6. Le Comité salue la promulgation de la loi nº 04-058 du 25 novembre 2004, relative aux conditions d’entrée, de séjour et d’établissement des étrangers en République du Mali, qui remplace la législation et la réglementation datant de la période coloniale.
7. Le Comité note avec satisfaction que nombre de Maliens résidant à l’étranger ont la possibilité de participer aux élections présidentielles, grâce à des mécanismes mis en place dans certains pays. Le Comité suggère que cette possibilité soit offerte à un plus grand nombre de travailleurs migrants maliens à l’étranger.
8. Le Comité note avec satisfaction que le Mali est partie au Protocole additionnel à la Convention des Nations Unies contre la criminalité transnationale organisée visant à prévenir, réprimer et punir la traite des personnes, en particulier des femmes et des enfants, et au Protocole contre le trafic illicite de migrants par terre, air et mer.
C. Facteurs et difficultés entravant la mise en œuvre de la Convention
9. Le Comité prend note des difficultés à contrôler les mouvements illégaux et clandestins de travailleurs migrants et des membres de leurs familles exprimées par l’État partie et, en particulier, de sa difficulté à contrôler les vastes frontières qu’il partage avec sept pays voisins.
D. Principaux sujets de préoccupation, suggestions et recommandations
1. Mesures générales d’application (art. 73 (par. 2) et 84)
Législation et mise en œuvre
10. Le Comité constate avec regret que le Mali n’a pas fait les déclarations prévues aux articles 76 et 77 de la Convention par lesquelles il reconnaîtrait la compétence du Comité pour recevoir des communications d’États parties et de particuliers.

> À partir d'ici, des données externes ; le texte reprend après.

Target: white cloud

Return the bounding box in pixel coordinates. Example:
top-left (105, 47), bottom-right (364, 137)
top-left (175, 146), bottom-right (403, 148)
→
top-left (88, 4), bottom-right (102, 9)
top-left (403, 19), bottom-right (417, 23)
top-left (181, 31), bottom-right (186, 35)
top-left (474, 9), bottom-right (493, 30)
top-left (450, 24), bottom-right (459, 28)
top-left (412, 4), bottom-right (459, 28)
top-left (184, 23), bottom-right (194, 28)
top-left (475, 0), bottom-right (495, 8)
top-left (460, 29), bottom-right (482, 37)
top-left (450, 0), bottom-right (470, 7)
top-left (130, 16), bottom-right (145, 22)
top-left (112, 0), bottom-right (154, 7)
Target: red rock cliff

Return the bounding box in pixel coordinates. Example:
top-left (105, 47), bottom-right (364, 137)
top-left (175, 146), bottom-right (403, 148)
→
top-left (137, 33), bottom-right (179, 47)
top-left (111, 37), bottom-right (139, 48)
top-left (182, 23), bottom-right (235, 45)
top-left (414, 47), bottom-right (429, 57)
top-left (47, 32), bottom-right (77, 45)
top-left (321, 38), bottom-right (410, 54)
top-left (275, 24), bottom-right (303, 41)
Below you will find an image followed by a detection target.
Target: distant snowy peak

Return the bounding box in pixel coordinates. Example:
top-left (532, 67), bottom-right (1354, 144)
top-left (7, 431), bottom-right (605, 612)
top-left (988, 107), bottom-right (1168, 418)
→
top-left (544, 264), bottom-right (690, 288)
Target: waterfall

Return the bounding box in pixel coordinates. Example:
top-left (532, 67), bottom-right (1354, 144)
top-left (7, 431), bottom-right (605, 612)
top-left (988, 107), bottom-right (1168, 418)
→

Le Comité encourage l’État partie à envisager de faire les déclarations prévues aux articles 76 et 77 de la Convention.
11. Le Comité note avec regret que le Mali n’a pas encore adhéré à la Convention (nº 97) sur les travailleurs migrants de 1949 ni à la Convention (nº 143) sur les travailleurs migrants (dispositions complémentaires) de 1975 de l’Organisation internationale du travail (OIT).
Le Comité invite l’État partie à envisager la possibilité d’adhérer aux Conventions nº 97 et nº 143 de l’OIT sur les travailleurs migrants, dans les meilleurs délais.
12. Le Comité regrette que l’État partie n’ait pas fourni d’informations suffisantes sur les mesures spécifiques qu’il a prises pour mettre en œuvre la Convention.
Le Comité prie l’État partie d’inclure dans son deuxième rapport périodique des informations à jour, étayées par des statistiques et des exemples pratiques, sur les mesures concrètes qu’il aura prises pour mettre en œuvre les droits des travailleurs migrants énoncés dans la Convention.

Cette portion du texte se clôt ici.